II. Comentário dos textos bíblicos
1. I leitura (Mq 5,1-4a)
Antes de Maria fazer da estrada sua grande companhia na direção de Isabel, o profeta Miqueias anunciava a esperança a partir de um pequeno povoado: “Tu, Belém de Éfrata, pequenina entre os mil povoados de Judá, de ti há de sair aquele que dominará em Israel” (v. 1). Miqueias não estava fazendo adivinhação. A profecia é a capacidade de olhar com esperança o futuro com base nos sinais presentes no cotidiano.
É verdade que, no imaginário de Miqueias, o “salvador” deveria ser um novo rei que não oprimisse e maltratasse o povo, semelhante a Davi. Mais de setecentos anos depois, com a disponibilidade de Maria e o nascimento de Jesus, descobrimos que o rei enviado por Deus foi seu próprio Filho, para cumprir a profecia: “apascentará com a força do Senhor” (v. 3).
O biblista Gianfranco Ravasi (Viviamo ogni anno l’attesa antica, 2002, p. 91, tradução nossa) faz uma reflexão interessante sobre o irrompimento da novidade de dentro da dinastia davídica:
Ainda é possível que as trevas da injustiça sejam rompidas e que uma nova e salvadora presença de Deus apareça na linhagem da dinastia de Davi, ou seja, na situação viva da história humana. É essa mesma presença que Isaías, talvez alguns anos antes, havia anunciado nas páginas comoventes e misteriosas de seu “Livro do Emanuel” (Is 7-12).

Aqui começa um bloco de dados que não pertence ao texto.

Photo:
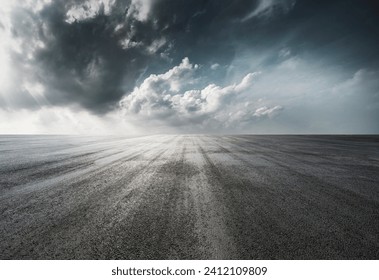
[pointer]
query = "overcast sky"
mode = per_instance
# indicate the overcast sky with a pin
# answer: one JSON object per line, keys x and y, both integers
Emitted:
{"x": 189, "y": 66}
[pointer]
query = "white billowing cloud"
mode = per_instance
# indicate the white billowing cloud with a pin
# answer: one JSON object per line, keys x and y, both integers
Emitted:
{"x": 267, "y": 8}
{"x": 168, "y": 98}
{"x": 215, "y": 66}
{"x": 140, "y": 9}
{"x": 88, "y": 9}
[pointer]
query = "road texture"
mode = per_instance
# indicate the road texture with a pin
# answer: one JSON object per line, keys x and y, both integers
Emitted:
{"x": 189, "y": 197}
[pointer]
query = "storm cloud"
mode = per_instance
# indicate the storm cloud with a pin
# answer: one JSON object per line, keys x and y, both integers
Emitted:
{"x": 260, "y": 66}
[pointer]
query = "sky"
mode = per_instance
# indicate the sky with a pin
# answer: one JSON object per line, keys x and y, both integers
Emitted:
{"x": 177, "y": 66}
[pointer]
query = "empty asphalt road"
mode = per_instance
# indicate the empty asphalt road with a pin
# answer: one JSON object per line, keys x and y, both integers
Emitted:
{"x": 189, "y": 197}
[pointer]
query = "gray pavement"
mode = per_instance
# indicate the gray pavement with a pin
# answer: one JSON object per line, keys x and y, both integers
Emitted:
{"x": 189, "y": 197}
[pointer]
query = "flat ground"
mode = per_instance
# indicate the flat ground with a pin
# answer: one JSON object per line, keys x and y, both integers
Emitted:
{"x": 189, "y": 197}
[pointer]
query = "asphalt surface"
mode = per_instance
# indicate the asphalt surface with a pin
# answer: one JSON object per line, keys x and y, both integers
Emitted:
{"x": 189, "y": 197}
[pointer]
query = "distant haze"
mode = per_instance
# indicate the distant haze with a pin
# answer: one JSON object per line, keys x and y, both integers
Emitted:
{"x": 178, "y": 66}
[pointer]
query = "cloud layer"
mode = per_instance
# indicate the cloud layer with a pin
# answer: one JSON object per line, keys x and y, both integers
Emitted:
{"x": 165, "y": 98}
{"x": 124, "y": 58}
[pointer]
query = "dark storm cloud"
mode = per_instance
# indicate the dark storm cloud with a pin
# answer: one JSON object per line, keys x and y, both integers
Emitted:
{"x": 94, "y": 61}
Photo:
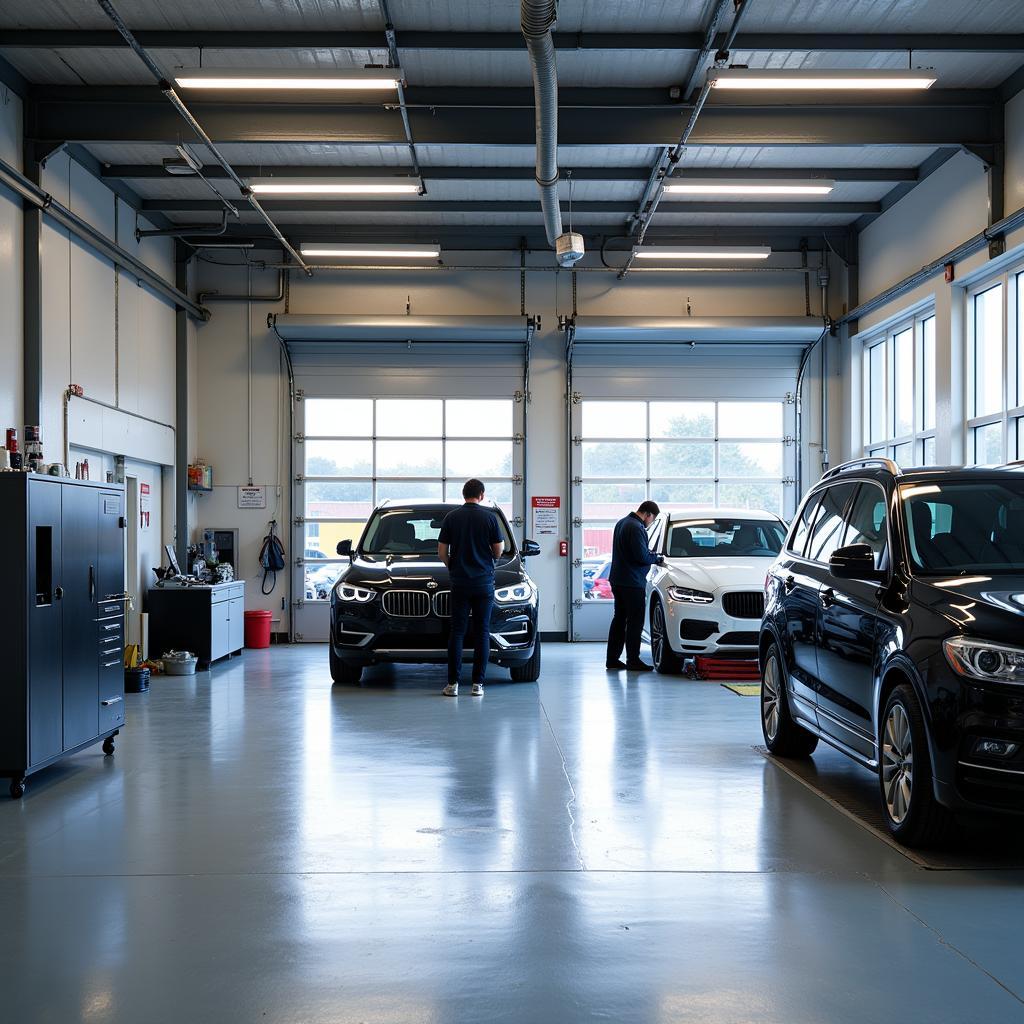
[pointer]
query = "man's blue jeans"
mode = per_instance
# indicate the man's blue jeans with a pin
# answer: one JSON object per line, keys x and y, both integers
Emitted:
{"x": 480, "y": 603}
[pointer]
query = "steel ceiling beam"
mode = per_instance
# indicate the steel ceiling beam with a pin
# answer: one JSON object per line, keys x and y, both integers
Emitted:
{"x": 887, "y": 124}
{"x": 301, "y": 205}
{"x": 156, "y": 171}
{"x": 372, "y": 40}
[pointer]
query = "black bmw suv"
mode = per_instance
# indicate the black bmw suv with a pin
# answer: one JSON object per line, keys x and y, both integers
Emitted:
{"x": 894, "y": 631}
{"x": 391, "y": 603}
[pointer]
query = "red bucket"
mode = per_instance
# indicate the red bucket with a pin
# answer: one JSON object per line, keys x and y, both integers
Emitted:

2. II leitura (Hb 10,5-10)
“Eis que venho” (v. 7) é como um refrão que deve conduzir a vida nestes dias que antecedem o Natal. O Senhor vem para “fazer a vontade do Pai”. De fato, a expressão “fazer a vontade” permeia o trecho da carta aos Hebreus. Em Cristo, a “vontade do Pai” é levada à plenitude e todos somos convidados a responder com um estilo de vida coerente e fiel à mesma vontade.
Como viver essa resposta? O autor sugere que Deus não quer “vítima ou oferenda” (v. 5), mas sim que se viva a carnalidade da sua proposta: “formaste-me um corpo”. O corpo é a síntese daquilo que somos. No corpo está a integralidade da vida, das relações, dos vínculos, dos traumas, das marcas, dos medos.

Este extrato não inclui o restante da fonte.